Now we have a new register frame, where a subroutine is executing.
Returning from the subroutine returns to the other register frame, which
of course means that the registers are preserved, because the subroutine
executed in a freshly allocated and of course different register frame.

> ... at the point a return continuation
> returns, [IPSN]16-31 will be as they were when the return
> continuation was created. Which, in practice, makes the I and N
> registers useless for variables like loop counters, though fine for
> constants (both real and effective)

Huh? You are now back with register copying? With the additional "benefit"
that we can't use integer loop counters anymore? Sorry, I can't believe
that you are proposing such a broken usage of (return) continuations.

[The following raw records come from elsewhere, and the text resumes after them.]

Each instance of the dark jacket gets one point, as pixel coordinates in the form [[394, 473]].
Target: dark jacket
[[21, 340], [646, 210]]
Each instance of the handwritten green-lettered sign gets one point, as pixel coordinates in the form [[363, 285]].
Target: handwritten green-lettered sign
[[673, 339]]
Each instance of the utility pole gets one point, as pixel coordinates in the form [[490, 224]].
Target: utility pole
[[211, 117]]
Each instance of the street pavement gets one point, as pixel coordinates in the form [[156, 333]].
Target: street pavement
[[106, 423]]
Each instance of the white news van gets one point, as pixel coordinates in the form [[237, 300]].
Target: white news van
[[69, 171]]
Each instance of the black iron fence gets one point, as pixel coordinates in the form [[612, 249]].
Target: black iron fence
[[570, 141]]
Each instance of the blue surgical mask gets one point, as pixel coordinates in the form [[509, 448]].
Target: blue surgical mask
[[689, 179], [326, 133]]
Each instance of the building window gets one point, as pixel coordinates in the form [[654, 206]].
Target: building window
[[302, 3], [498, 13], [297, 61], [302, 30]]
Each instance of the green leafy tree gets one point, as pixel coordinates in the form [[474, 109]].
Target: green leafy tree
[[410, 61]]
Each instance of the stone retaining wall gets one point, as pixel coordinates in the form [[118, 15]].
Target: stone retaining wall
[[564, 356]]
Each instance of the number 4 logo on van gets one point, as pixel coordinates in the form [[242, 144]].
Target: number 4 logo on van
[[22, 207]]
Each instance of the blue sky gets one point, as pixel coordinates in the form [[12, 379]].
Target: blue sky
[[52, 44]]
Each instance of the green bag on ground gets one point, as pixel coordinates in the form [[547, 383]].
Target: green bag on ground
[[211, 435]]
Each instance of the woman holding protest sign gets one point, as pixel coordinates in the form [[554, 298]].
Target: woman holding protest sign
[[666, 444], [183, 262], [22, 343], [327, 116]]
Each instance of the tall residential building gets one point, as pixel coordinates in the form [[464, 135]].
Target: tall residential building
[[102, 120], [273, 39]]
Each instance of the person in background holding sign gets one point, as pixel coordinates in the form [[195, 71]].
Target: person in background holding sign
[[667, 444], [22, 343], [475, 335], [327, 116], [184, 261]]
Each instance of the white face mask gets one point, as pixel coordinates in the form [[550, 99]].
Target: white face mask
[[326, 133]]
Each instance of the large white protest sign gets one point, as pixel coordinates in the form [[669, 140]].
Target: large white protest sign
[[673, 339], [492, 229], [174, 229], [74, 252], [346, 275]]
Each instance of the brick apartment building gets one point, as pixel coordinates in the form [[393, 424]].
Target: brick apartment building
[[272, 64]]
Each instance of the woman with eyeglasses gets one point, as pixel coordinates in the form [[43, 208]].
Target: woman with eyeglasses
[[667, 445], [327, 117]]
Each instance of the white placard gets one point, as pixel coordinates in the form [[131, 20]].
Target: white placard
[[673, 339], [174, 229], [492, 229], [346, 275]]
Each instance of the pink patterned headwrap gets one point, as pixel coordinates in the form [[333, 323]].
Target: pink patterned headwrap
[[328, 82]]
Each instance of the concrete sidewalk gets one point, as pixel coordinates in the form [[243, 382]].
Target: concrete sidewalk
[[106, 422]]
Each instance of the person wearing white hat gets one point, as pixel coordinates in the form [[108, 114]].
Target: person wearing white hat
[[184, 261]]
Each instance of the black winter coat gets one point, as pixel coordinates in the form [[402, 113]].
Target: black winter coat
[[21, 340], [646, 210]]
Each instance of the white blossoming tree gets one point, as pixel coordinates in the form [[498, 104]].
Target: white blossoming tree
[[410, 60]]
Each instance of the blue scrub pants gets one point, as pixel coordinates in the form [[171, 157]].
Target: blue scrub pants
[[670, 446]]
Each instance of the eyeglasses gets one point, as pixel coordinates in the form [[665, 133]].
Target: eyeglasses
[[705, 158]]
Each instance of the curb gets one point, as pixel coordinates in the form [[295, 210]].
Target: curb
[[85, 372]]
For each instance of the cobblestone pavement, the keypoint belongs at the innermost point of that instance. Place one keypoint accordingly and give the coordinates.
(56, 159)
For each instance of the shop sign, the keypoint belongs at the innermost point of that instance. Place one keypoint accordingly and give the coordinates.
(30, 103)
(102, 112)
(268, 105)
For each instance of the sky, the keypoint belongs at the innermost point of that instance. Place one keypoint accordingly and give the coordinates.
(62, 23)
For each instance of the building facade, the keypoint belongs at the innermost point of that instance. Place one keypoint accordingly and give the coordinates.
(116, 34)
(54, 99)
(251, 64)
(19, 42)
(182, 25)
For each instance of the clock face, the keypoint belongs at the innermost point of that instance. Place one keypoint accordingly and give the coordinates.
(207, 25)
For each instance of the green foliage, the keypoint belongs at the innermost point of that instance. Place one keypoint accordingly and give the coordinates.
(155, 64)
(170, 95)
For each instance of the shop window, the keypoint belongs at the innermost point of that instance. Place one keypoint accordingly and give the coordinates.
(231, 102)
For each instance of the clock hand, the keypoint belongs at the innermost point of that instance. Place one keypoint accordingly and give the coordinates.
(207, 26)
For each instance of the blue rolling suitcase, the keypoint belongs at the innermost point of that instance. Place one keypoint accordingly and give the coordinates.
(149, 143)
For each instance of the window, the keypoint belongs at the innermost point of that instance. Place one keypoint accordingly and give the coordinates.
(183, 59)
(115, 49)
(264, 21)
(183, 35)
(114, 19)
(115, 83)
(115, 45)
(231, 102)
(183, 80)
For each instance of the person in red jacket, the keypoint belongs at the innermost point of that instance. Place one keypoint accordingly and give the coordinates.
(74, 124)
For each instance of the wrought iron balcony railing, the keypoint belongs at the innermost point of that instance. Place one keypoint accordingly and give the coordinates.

> N.B. that this is an issue that only affects the PIR register
> allocator

Yes. That is what we are discussing since weeks.

>>There are two proposed, accepted but undesirable work arounds:
>>a) don't reuse registers - drawback spilling
>>b) refetch all from lexicals - drawback execution time

> Before I comment on this one, I want to double-check -- you're
> proposing tossing the pads and going with a variable-sized register
> frame, yes?

Yes. The data storage of one pad nesting is one register frame. The
lexicals in the top pad are reachable directly as registers. Lexicals in
outer pads still need fetching by the fetch_lex opcode.

R0..R15 are used as now, R16 .. Rn are preserved registers and lexicals.
This scheme BTW supports also Perl6 natural types as lexicals.